Data Protection and the GDPR
Last updated on 14.07.2026
Organisations that manage contact details have a responsibility: the GDPR grants data subjects clear rights and imposes clear obligations on organisations. Komma is designed to enable you to fulfil these obligations in a practical way.
What Komma offers
- Data separation: Thanks to the multi-tenant architecture, each organisation’s data is strictly isolated.
- Access control: Permissions ensure that only authorised individuals can view data.
- Logging: The audit log documents changes and exports – including the automatic redaction of sensitive fields.
- Secure login: Passwordless logins eliminate the risk of stolen passwords.
- Unsubscribe handling: Newsletter unsubscriptions are automatically and permanently honoured.

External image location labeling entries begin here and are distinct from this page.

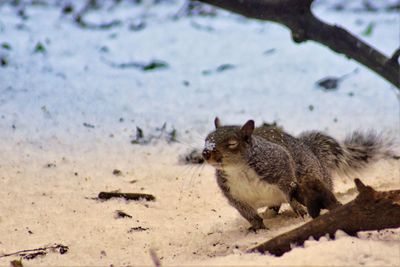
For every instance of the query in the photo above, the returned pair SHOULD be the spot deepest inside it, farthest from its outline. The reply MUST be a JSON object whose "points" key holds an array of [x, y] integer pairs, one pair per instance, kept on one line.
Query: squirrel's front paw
{"points": [[298, 208]]}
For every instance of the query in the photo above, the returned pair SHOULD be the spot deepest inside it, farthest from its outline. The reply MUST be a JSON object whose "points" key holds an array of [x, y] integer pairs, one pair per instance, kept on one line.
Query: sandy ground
{"points": [[52, 166]]}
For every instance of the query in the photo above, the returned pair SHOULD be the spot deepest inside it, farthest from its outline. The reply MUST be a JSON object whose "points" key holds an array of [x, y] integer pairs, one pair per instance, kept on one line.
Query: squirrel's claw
{"points": [[256, 227]]}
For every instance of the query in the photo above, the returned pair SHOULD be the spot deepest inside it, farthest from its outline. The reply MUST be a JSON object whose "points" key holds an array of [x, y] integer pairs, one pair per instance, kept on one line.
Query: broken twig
{"points": [[371, 210], [127, 196]]}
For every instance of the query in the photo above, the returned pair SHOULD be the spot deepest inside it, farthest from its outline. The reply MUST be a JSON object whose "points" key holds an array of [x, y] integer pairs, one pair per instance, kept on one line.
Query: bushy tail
{"points": [[356, 152]]}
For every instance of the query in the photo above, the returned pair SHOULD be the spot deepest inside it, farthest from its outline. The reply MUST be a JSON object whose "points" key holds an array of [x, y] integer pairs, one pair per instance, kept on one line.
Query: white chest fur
{"points": [[245, 185]]}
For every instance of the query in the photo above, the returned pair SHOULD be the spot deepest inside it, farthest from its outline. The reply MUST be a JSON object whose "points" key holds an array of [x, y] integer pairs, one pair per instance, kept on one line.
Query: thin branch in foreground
{"points": [[29, 254], [371, 210], [127, 196]]}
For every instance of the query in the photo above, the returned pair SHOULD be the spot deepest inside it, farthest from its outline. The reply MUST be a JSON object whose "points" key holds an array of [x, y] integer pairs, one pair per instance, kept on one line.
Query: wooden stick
{"points": [[371, 210], [127, 196], [304, 25]]}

Implementing data subjects’ rights
If a person exercises their rights, Komma supports you:
- Right of access (Art. 15 GDPR): All data stored about a person can be viewed and exported in a consolidated form within the contact profile.
- Rectification (Art. 16): Data can be corrected in the profile at any time.
- Erasure (Art. 17): Contacts can be completely deleted. Please note statutory retention obligations (e.g. for donation data).
Your responsibility as an organisation
Komma is the tool – the responsibility for lawful data processing lies with your organisation:
- Only collect data that you really need.
- Obtain consent for newsletters and keep a record of it.
- Keep your privacy policy up to date.
- Establish internal policies governing who has access to which data.
This article does not replace legal advice on specific legal issues – if in doubt, consult your organisation’s data protection officer.